Lt. Commander Hillson rubbed his chin in thought. “The small boat doesn’t have any armor.”
O’Brien nodded in agreement. “You’re right, but it’s got speed, a .30 caliber machine gun, a siren and a radio. I don’t want them fighting a pitched battle, but they can poke around all the bolt holes a boat can hide behind or in. Meanwhile, we block the channel.”
Hillson looked at her. They had served together a long time and she knew the look. She sighed. “I know, it’s my decision. There’s some danger we can’t eliminate, but this is what we do, John. This is why we’re here.” Her shoulder throbbed again, making her yearn for a strong drink, a pain pill and a warm bed. She made up her mind. “Three-man crew. Make sure they wear full ballistic vests and helmets, and I want them to carry a ballistic shield with them so they can have some cover if it gets hot. Oh, and a transponder so we can track them in real time. Launch them as soon as they’re ready.”
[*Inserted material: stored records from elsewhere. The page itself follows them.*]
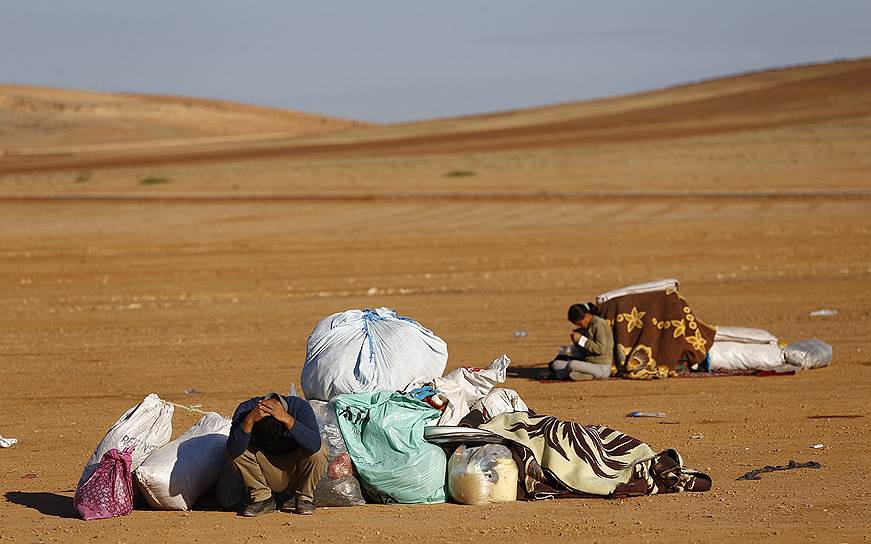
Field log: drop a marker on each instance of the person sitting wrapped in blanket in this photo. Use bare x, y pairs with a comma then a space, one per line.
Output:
591, 353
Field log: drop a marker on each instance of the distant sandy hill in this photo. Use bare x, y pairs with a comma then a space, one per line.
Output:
175, 130
40, 117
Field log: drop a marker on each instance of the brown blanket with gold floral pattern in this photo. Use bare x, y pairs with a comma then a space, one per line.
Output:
656, 335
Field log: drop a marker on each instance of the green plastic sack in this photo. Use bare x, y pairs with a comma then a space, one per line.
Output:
384, 434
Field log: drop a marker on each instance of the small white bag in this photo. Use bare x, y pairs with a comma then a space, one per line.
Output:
178, 474
146, 427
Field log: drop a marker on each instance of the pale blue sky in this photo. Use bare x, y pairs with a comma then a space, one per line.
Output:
393, 60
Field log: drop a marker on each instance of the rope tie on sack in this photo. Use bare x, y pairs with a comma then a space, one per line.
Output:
192, 408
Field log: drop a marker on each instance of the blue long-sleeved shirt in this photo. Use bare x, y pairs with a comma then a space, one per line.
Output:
303, 434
“Yes, Captain,” her XO said. She couldn’t tell whether he agreed with her order or not, but it didn’t matter now. There was another fight coming, she could feel it.
“Master Chief!” she called.
“Yes, Ma’am,” Master Chief Petty Officer Ramirez responded.
“Get on the Bushmaster, Master Chief, things may get hot soon.”
“Yes, Ma’am!”
Captain O’Brien had been appalled at the carnage they’d wracked on the drug smugglers go-fast boat, appalled and pleased. If she was going to be in a shooting engagement with a drug cartel, it was good to know that her weaponry was up to the task. If the crews on the lobster boats were stupid enough to fight, she intended to win.
As far as she was concerned, happiness was a Bushmaster autocannon.
Chapter 59
Choices
Calvin and Jacob watched through the ventilation grid as the men with rifles dragged the package ashore and carted it off into the woods.
“Who are they?” Calvin whispered.
“Not who, but what,” Jacob said. “Drug smugglers, doesn’t matter which ones.” He turned his back to the
grid and slid down the wall until he was sitting on the floor. “We’ll go north to Southeast Harbor, then turn east for the ocean. And when we get to the ocean, they’re going to throw me in.”
Calvin moved to the side ventilation grid. “We’re coming up on Rosie’s Pride.”
“He’s such a prick,” Jacob said sourly. “I had to work on that damn boat one day, only one day, and I couldn’t wait to get off.”
“Who?” Calvin asked.
“Jean-Philippe’s cousin. All he does is bitch about everything. Worst boss ever.”
“Well, he’s the last delivery tonight.” Calvin wondered if his father was nearby, watching the deliveries and getting ready to pounce. He hoped so. “Anyway, you say Jean-Philippe is getting ready to kill you, so he can’t be worse than that.” Calvin moved to the front ventilation grid. “Jacob, once we reach Southeast Harbor and we start the turn east, you and I are busting out of here and swimming ashore.”
Jacob stared at him. “How?”
Calvin held up the knife he had been carrying all night. “Slip this under the latch, then run to the side and jump. It’s only three or four steps.”
Jacob looked at him, white-faced and pinched. If they got caught, LeBlanc would kill them right away. If they made it, they’d be in the freezing water getting shot at. Hell, LeBlanc could just turn around and run over them. There were so many things that could go wrong he couldn’t even count them.
“Okay,” he said. “Sure.”
______________
Jena-Philippe LeBlanc increased speed when the depth finder showed twenty-one feet, marking the channel that would take him through Southeast Harbor and into the long finger of water that would take them to the ocean. He chuckled to himself – he hadn’t thought it was going to be this easy.